Anurag Bhatia’s Investment Strategies: From Algorithms to Long-Term Leverage

Anurag Bhatia’s Investment Strategies: From Algorithms to Long-Term Leverage

Investing is a vast and complex field, and Anurag Bhatia, a seasoned professional in the financial markets, has honed his approach to cover a wide spectrum of strategies, from high-frequency trading (HFT) to long-term investments. In this article, we will explore his unique methods for generating returns and the underlying data that supports his decisions.

Quant Automated High-Frequency Trading (HFT): Market Making and Scalping

One of Anurag Bhatia’s strategies in the realm of HFT involves market-making or scalping algorithms. These algorithms are designed to exploit short-term price discrepancies in the market, a process often referred to as arbitrage.

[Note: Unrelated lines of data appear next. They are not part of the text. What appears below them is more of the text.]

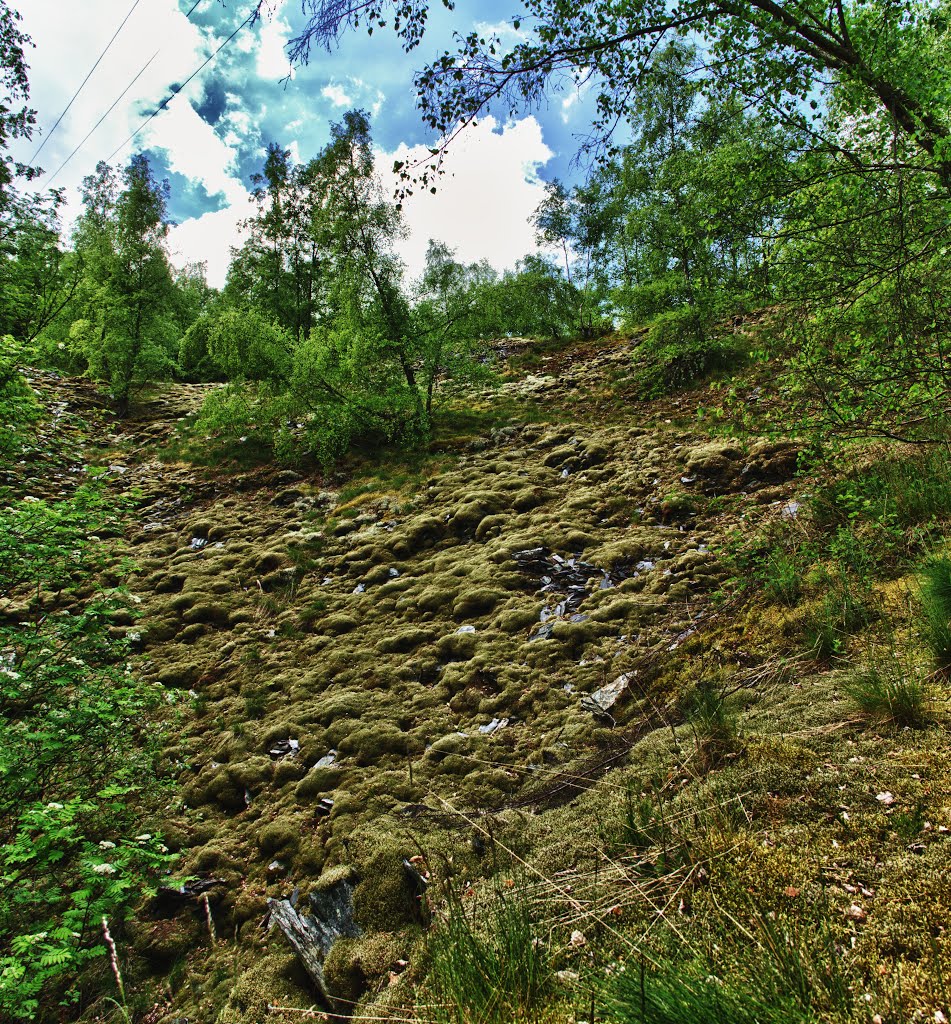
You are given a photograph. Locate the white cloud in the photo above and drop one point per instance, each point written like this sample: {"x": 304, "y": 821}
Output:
{"x": 483, "y": 202}
{"x": 272, "y": 62}
{"x": 209, "y": 239}
{"x": 337, "y": 95}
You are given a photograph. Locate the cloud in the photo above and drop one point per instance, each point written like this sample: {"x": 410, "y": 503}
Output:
{"x": 209, "y": 239}
{"x": 483, "y": 202}
{"x": 337, "y": 95}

The Hammer algorithm, named with a snarky twist, is an example of such a strategy. This algorithm continuously monitors the historical correlation between a stock and its futures contract at a 250-millisecond level, including the lag between the two. When this correlation deviates from its historical pattern, the algorithm uses an ARMA model to determine whether to take a long or short position.

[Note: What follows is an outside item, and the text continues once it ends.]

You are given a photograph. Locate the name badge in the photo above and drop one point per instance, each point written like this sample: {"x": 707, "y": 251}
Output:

For instance, take the historical correlation between ACC's stock and its mid-month futures at 0.98283. This means that for every 10000 times that ACC's stock rises by a few points, the mid-month futures will rise 98283 times within a quarter-second unit of time. When the current correlation surpasses this historical level, and the time lag is more than 400 milliseconds, the algorithm will buy futures contracts.

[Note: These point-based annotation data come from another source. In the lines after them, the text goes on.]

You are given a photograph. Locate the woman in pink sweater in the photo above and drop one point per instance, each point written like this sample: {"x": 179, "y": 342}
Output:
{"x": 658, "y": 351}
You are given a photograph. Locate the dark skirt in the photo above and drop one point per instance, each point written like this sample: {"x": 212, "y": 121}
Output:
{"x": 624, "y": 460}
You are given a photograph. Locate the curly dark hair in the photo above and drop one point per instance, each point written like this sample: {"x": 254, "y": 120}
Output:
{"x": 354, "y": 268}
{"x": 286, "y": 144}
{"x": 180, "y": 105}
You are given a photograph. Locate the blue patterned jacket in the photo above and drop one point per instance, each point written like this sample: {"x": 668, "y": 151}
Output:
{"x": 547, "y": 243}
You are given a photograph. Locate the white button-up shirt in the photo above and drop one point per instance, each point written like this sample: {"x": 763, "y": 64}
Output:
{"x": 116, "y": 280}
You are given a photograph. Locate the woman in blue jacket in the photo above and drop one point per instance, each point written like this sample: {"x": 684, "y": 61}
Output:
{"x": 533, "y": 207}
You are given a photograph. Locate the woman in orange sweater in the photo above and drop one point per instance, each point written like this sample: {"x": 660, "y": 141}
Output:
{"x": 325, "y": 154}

ARMA Model: Autoregressive Moving-Average Model

The ARMA model, a statistical time series model, plays a crucial role in forecasting future values based on past values, both past observations (AR) and past forecast errors (MA). In Bhatia's Hammer algorithm, it helps in predicting the future correlation and making informed trading decisions.

Quant Automated Non-High-Frequency Trading (Non-HFT): Option Selling Strategy

Another of Bhatia’s strategies is non-HFT, involving long-term investments that can sustain hefty returns. Take for instance the STD Steep Theta Decay strategy, named after the rate of change in the value of an option over time, known as Theta. This strategy involves selling deep out-of-the-money options several days prior to expiry.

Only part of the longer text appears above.